In response to the COVID-19 pandemic, Northern Health is limiting the number of visitors allowed at its facilities, including G.R. Baker Memorial Hospital in Quesnel, effective March 18. (Quesnel Cariboo Observer file photo)

In response to the COVID-19 pandemic, Northern Health is limiting the number of visitors allowed at its facilities, including G.R. Baker Memorial Hospital in Quesnel, effective March 18. (Quesnel Cariboo Observer file photo)

COVID-19: Northern Health limiting visitors at facilities until further notice

As of Monday, the health authority is also postponing non-urgent surgeries

Along with postponing non-urgent surgeries, Northern Health is now implementing visitor restrictions in response to the COVID-19 pandemic.

“To keep our patients, families and staff safe and in keeping with the provincial health officer’s recommendations for social distancing, Northern Health is limiting the number of visitors entering our buildings, effective immediately,” according to an information bulletin sent out Tuesday afternoon (March 17).

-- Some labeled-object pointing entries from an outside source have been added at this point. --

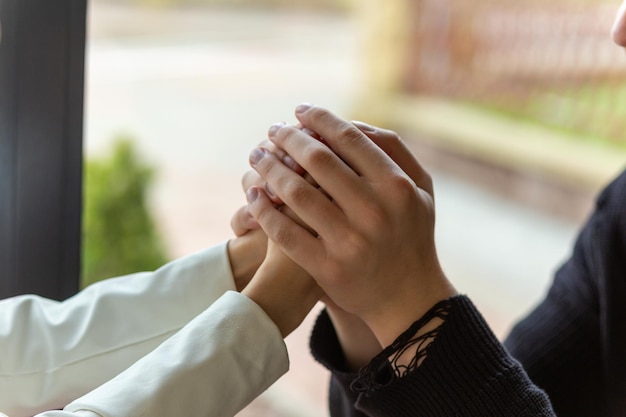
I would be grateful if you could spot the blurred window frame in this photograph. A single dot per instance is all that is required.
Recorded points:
(42, 61)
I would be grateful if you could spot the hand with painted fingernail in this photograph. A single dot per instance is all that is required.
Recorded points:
(373, 250)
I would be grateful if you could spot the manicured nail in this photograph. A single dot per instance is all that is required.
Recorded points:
(364, 126)
(270, 190)
(256, 155)
(252, 194)
(303, 107)
(275, 128)
(290, 163)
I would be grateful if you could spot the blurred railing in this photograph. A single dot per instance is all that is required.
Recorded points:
(549, 61)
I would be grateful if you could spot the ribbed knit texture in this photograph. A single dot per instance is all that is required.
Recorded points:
(573, 345)
(466, 373)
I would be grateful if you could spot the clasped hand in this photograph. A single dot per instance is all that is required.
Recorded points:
(366, 234)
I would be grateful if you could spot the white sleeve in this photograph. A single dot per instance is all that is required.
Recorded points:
(213, 367)
(53, 352)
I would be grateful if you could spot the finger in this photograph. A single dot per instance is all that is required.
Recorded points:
(346, 140)
(282, 155)
(295, 241)
(252, 178)
(391, 143)
(324, 166)
(310, 205)
(242, 222)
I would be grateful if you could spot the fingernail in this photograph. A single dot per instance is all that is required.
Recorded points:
(270, 190)
(303, 107)
(290, 163)
(252, 194)
(364, 126)
(256, 155)
(275, 128)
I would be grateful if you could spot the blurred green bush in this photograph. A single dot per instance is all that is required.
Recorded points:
(119, 233)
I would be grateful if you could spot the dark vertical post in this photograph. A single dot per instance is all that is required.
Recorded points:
(42, 60)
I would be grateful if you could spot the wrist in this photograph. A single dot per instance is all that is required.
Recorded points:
(407, 308)
(245, 254)
(286, 294)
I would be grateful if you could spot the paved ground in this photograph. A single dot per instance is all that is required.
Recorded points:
(198, 89)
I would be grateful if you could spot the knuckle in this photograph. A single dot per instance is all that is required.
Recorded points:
(319, 157)
(284, 238)
(348, 134)
(298, 193)
(249, 179)
(319, 115)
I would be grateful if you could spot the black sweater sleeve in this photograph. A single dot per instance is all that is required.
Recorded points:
(466, 372)
(573, 343)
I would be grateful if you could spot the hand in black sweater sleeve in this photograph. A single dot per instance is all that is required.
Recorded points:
(466, 372)
(573, 344)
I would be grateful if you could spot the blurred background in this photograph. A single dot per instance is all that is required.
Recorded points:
(513, 106)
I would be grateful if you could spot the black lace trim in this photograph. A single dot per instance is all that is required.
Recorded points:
(384, 368)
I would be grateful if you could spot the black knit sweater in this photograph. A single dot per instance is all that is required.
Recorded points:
(573, 346)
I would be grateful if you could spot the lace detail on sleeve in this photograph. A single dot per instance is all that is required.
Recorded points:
(391, 363)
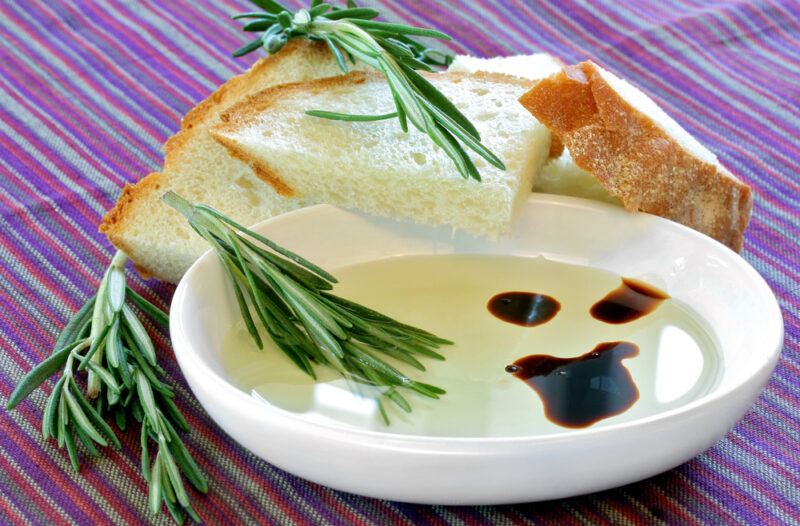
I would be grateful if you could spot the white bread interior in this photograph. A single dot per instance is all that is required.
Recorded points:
(560, 175)
(638, 153)
(159, 240)
(374, 166)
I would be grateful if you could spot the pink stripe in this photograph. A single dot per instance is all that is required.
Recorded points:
(112, 101)
(153, 104)
(37, 169)
(680, 95)
(45, 112)
(129, 56)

Until further notice, the following visitor restrictions are in place at Northern Health facilities:

• Hospital Emergency Departments, Intensive Care/Critical Care areas: one adult caregiver/support person

• Perinatal Unit: one adult caregiver/support person

• Neonatal ICU: two adult caregivers/support persons

• Inpatient Pediatric and Adult Areas (with routine precautions in place): one adult caregivers/support persons

• Inpatient Areas (additional precautions in place): one adult caregiver/support person

• Primary and Urgent Care: one adult caregiver/support person

• Palliative/end of life: Northern Health says it will accommodate patient and family needs and consult with infection prevention and control

• Outpatient Clinics: one adult caregiver/support person

• Primary and Urgent Care: one adult caregiver/support person

• Long-term care homes: one adult caregivers/support persons

Northern Health also says no visitor who is unwell with fever, cough, runny/stuffy nose, sore throat and/or diarrhea my visit any of the above facilities.

Anyone who has tested positive for COVID-19 or who has been in contact with a person infected with COVID-19 during the previous 14 days must not visit patients/residents in any Northern Health facility or long-term care facility.

Patient navigators will be put in place at entrances of all facilities to ensure visitors are aware of the restrictions.

“We understand the importance of visits from family and loved ones to our patients and long-term care residents, and we appreciate your support in helping to keep everyone safe,” states Northern Health.

Northern Health advises area residents that the British Columbia Centre for Disease Control is the recommended resource for provincial information that is accurate and current. Information is being updated frequently online at bccdc.ca, and individuals are encouraged to check back regularly.

Additionally, to ensure the B.C. health care system is best positioned to respond to COVID-19, the province’s health authorities have been directed to move all hospitals in the province to Outbreak Response Phase 2, as of Monday, March 16.

“This means hospitals will undertake only urgent and emergency procedures and will postpone all non-urgent scheduled surgeries,” according to Northern Health. “Northern Health hospitals will review operating-room capacity daily to prioritize urgent and emergency cases.

“The cancellation of non-urgent (elective) scheduled surgeries will be implemented over the coming days. Our first steps will include a reduction in non-urgent procedures performed at all sites and scheduling of urgent procedures in place of postponed elective surgeries.”

Northern Health says affected patients with upcoming scheduled, elective (non-urgent) procedures or who are awaiting urgent procedures will be contacted in coming days about their procedures.

“These measures will assist our hospitals to redeploy and train essential service health care providers on critical care related to COVID-19, to ensure sufficient medical supplies for patients and staff who need them most, and to further increase capacity to respond to the potential for a surge of COVID-19 patients requiring acute care,” according to Northern Health’s information bulletin.